Jun 18th, 2012 by TedYork
I can remember sitting in a college photography class many moons ago when the instructor said you could not show motion in still photographs.
It was like laying down the gantlet. I didn’t agree with him and set out to prove it. To me it was the same thing as saying you could not show three dimension on a two dimensional surface. While our photographs are not three dimensional they convey the notion or illusion of three dimension through the use of perspective, light and shadow, and the such. In fact that is the failing of many new photographers. They do not understand how important the use of light and shadow is for a successful image.
Good painters have understood this from the dawn of time. Naturally they use light and dark pigments to create the same illusion that we photographers have to find or create before we push the shutter. If the three dimensionality of photography is an illusion, why can we not portray motion through illusion.
When I photograph a helicopter or a piston aircraft with propellers I never use a shutter speed fast enough to stop the motion of the blades. To do so would destroy the illusion of flight. A blurring of the rotor blades is the icing on the cake that tells you the helicopter is in flight and will remain there. When you pan a bicycler passing by, you can blur the background which tells your mind’s eye that he is in motion. Those are some of the obvious ways to depict motion, but I wanted to experiment with something different. Rather than slowing the shutter down so that the moving object could create the blur by traveling across the film (Chip) plane I wanted to create motion in a still object by moving the camera itself. At least that was the intent at the beginning of my project. I began photographing flowers on evening. I deliberately swung the camera is crazy patterns as I tripped the shutter. As I reviewed the images I saw something more than movement. My movements were creating abstract images that took me into the world of art that I talk about so much. I was beginning to see large canvas wraps of abstract art hanging on the walls of my home.

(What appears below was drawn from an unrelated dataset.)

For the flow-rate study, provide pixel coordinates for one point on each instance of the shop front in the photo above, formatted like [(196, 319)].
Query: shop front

These images were beautiful. Yes – you can show motion in a still photograph. Like a photographic portrait on a two dimensional print is not the same as a three dimensional bronze sculptured portrait, capturing motion in a still camera is not the same as capturing it in video (which in and of itself is an illusion of motion too.) But a still camera image can suggest motion just as it can suggest three dimension. There is one last point to make. Experimenting in one direction can lead to another. Had I not set out to prove my teacher wrong, I might not have found a path to the abstract images on this page. I love the art of photography. I love it when people see the work I do for the first time. When their eyes light up as they see photography in a way they have never considered before. That reminds me of another teacher who tried to tell me photography was not an art. I set out to prove him wrong too, but that’s another story for another blog.